空き巣をはじめとする住居への侵入被害は、年々減少傾向にあると言われています。

しかし、それでも1日あたり100件以上の被害が出ているのが現状ですので、いつご自身のご自宅が狙われるかはわかりません。

侵入被害の多くは、住人がその家にいる時ではなく、家族全員が出払っている無人の状態の時に起こりやすいです。

家に常にだれかがいるという状態が難しい場合は、どうにかして無人ではないということを知らせる必要があります。

それと同時に、侵入が難しい家、面倒な家、それから、仮に敷地内に侵入されたとしても住居までたどり着かせないような家づくりが重要になってきます。

実は、エクステリアに工夫を凝らすことによって、そのような家づくりは可能なのです。

防犯を意識した外構づくりを

空き巣や侵入といった犯罪を防ぐためには、第一に「入りたくない」と思わせる住宅づくりが重要になってきます。

エクステリアは、その中でも重要な役割を果たします。

留守だと知らせないエクステリア

空き巣は家族が家にいないことを確認してから住宅に侵入しようとします。

そのため、まずは留守だとわからないような外構づくりを目指しましょう。

暗くなったら自動点灯する照明

照明にも様々な種類のものがありますが、外部の明るさに応じて勝手に点灯、消灯するタイプのものも存在します。

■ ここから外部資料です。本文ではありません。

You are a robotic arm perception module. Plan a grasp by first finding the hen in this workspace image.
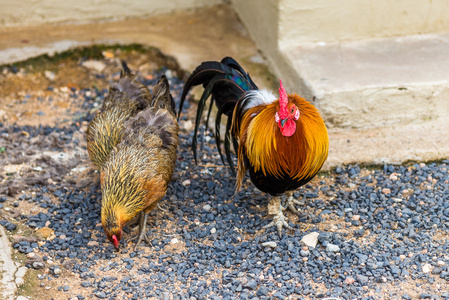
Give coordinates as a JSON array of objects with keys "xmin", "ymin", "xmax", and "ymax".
[
  {"xmin": 179, "ymin": 57, "xmax": 329, "ymax": 235},
  {"xmin": 87, "ymin": 63, "xmax": 179, "ymax": 250}
]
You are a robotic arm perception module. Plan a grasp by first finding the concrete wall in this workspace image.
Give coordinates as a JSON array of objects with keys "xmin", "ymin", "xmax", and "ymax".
[
  {"xmin": 232, "ymin": 0, "xmax": 449, "ymax": 49},
  {"xmin": 0, "ymin": 0, "xmax": 223, "ymax": 27},
  {"xmin": 278, "ymin": 0, "xmax": 449, "ymax": 46}
]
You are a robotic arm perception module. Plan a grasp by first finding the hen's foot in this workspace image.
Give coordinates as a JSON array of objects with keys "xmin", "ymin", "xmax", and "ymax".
[{"xmin": 263, "ymin": 197, "xmax": 293, "ymax": 237}]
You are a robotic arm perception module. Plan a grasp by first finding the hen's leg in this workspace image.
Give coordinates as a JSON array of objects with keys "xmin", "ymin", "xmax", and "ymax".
[
  {"xmin": 131, "ymin": 211, "xmax": 150, "ymax": 251},
  {"xmin": 263, "ymin": 197, "xmax": 293, "ymax": 237},
  {"xmin": 285, "ymin": 191, "xmax": 303, "ymax": 215}
]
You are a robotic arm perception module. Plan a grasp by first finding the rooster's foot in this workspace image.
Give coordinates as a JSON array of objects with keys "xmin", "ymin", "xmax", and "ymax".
[
  {"xmin": 287, "ymin": 191, "xmax": 304, "ymax": 215},
  {"xmin": 263, "ymin": 197, "xmax": 293, "ymax": 237}
]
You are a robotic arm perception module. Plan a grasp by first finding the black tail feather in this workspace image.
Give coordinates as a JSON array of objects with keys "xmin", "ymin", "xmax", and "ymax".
[
  {"xmin": 215, "ymin": 100, "xmax": 238, "ymax": 176},
  {"xmin": 178, "ymin": 57, "xmax": 258, "ymax": 171}
]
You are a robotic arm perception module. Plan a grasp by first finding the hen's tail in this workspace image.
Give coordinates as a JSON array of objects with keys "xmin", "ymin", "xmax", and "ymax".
[
  {"xmin": 150, "ymin": 75, "xmax": 176, "ymax": 116},
  {"xmin": 178, "ymin": 57, "xmax": 258, "ymax": 169}
]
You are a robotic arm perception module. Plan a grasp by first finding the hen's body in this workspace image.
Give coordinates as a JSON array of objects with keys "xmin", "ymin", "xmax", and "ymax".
[
  {"xmin": 181, "ymin": 57, "xmax": 329, "ymax": 233},
  {"xmin": 101, "ymin": 98, "xmax": 179, "ymax": 247},
  {"xmin": 86, "ymin": 62, "xmax": 151, "ymax": 169}
]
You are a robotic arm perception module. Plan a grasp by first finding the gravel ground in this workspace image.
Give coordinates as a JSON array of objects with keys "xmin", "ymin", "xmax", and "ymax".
[{"xmin": 0, "ymin": 50, "xmax": 449, "ymax": 299}]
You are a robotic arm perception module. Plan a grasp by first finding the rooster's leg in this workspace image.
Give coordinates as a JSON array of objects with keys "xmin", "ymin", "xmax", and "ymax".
[
  {"xmin": 263, "ymin": 197, "xmax": 293, "ymax": 237},
  {"xmin": 132, "ymin": 211, "xmax": 150, "ymax": 251},
  {"xmin": 285, "ymin": 191, "xmax": 304, "ymax": 215}
]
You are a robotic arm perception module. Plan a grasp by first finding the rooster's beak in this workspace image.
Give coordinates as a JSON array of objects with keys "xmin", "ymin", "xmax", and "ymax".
[{"xmin": 281, "ymin": 118, "xmax": 288, "ymax": 127}]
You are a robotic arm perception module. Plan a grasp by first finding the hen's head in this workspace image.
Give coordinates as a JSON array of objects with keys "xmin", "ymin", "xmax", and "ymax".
[{"xmin": 275, "ymin": 79, "xmax": 299, "ymax": 136}]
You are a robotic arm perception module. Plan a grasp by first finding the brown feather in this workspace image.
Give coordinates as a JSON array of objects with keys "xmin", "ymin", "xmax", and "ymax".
[{"xmin": 234, "ymin": 94, "xmax": 329, "ymax": 190}]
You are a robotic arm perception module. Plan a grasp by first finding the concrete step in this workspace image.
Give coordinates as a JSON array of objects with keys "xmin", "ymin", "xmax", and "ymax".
[
  {"xmin": 283, "ymin": 35, "xmax": 449, "ymax": 128},
  {"xmin": 283, "ymin": 35, "xmax": 449, "ymax": 168}
]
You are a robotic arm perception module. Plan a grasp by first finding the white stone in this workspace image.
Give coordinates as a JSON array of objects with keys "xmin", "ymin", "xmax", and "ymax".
[
  {"xmin": 82, "ymin": 60, "xmax": 106, "ymax": 72},
  {"xmin": 326, "ymin": 243, "xmax": 340, "ymax": 252},
  {"xmin": 15, "ymin": 267, "xmax": 28, "ymax": 278},
  {"xmin": 262, "ymin": 242, "xmax": 277, "ymax": 248},
  {"xmin": 422, "ymin": 264, "xmax": 432, "ymax": 273}
]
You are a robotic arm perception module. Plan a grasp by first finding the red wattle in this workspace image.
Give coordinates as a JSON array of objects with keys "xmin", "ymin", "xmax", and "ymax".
[{"xmin": 278, "ymin": 119, "xmax": 296, "ymax": 137}]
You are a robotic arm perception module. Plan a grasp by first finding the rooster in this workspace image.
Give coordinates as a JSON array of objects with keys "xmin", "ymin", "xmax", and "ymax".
[
  {"xmin": 87, "ymin": 63, "xmax": 179, "ymax": 250},
  {"xmin": 178, "ymin": 57, "xmax": 329, "ymax": 236}
]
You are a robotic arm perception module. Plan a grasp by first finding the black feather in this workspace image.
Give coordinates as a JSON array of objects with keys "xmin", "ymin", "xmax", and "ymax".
[{"xmin": 178, "ymin": 57, "xmax": 258, "ymax": 171}]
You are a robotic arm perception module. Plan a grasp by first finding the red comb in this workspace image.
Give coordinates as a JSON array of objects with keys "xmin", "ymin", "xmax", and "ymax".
[{"xmin": 279, "ymin": 79, "xmax": 288, "ymax": 118}]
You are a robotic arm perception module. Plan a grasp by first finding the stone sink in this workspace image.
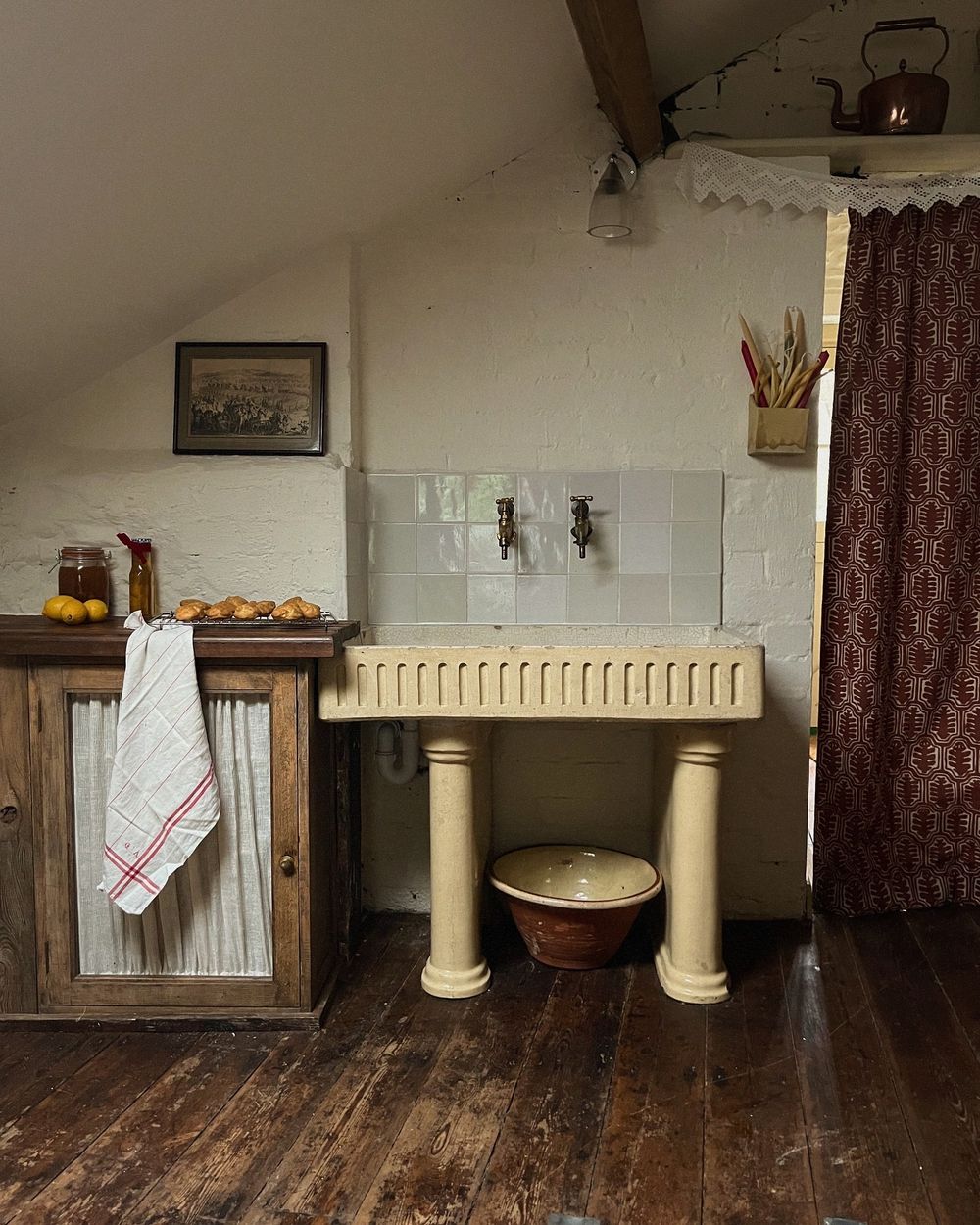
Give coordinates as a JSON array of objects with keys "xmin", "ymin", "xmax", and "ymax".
[
  {"xmin": 319, "ymin": 626, "xmax": 763, "ymax": 723},
  {"xmin": 319, "ymin": 626, "xmax": 764, "ymax": 1004}
]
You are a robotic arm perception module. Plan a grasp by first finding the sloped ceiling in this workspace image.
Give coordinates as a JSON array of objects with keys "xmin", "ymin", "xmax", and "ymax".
[
  {"xmin": 0, "ymin": 0, "xmax": 833, "ymax": 420},
  {"xmin": 0, "ymin": 0, "xmax": 594, "ymax": 416}
]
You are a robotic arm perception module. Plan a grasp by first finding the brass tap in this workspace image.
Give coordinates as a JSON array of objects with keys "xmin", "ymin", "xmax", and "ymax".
[
  {"xmin": 498, "ymin": 498, "xmax": 517, "ymax": 562},
  {"xmin": 572, "ymin": 494, "xmax": 592, "ymax": 558}
]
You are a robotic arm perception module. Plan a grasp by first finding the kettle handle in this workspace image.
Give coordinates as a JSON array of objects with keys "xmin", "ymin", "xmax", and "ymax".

例えば夜遅くまで誰も家に戻らないようなご家庭の住居は、外が暗くなった時間帯になると家の中も真っ暗なままです。

これだと空き巣犯などに、家には誰もいないので入ってくださいと言っているようなものなのです。

暗くなったら自動的に点灯する照明をエクステリアに取り入れていれば、家の中は暗いけど住宅内には誰かいるかもしれないから侵入は避けよう、という犯人の心理をつくことができます。

また、明るくなったら勝手に消灯するため、電気の消し忘れ等も避けられて一石二鳥です。

自動点灯、消灯ライトは、玄関や表札などに取り入れられることも多いですので、一度検討してみてはいかがでしょうか。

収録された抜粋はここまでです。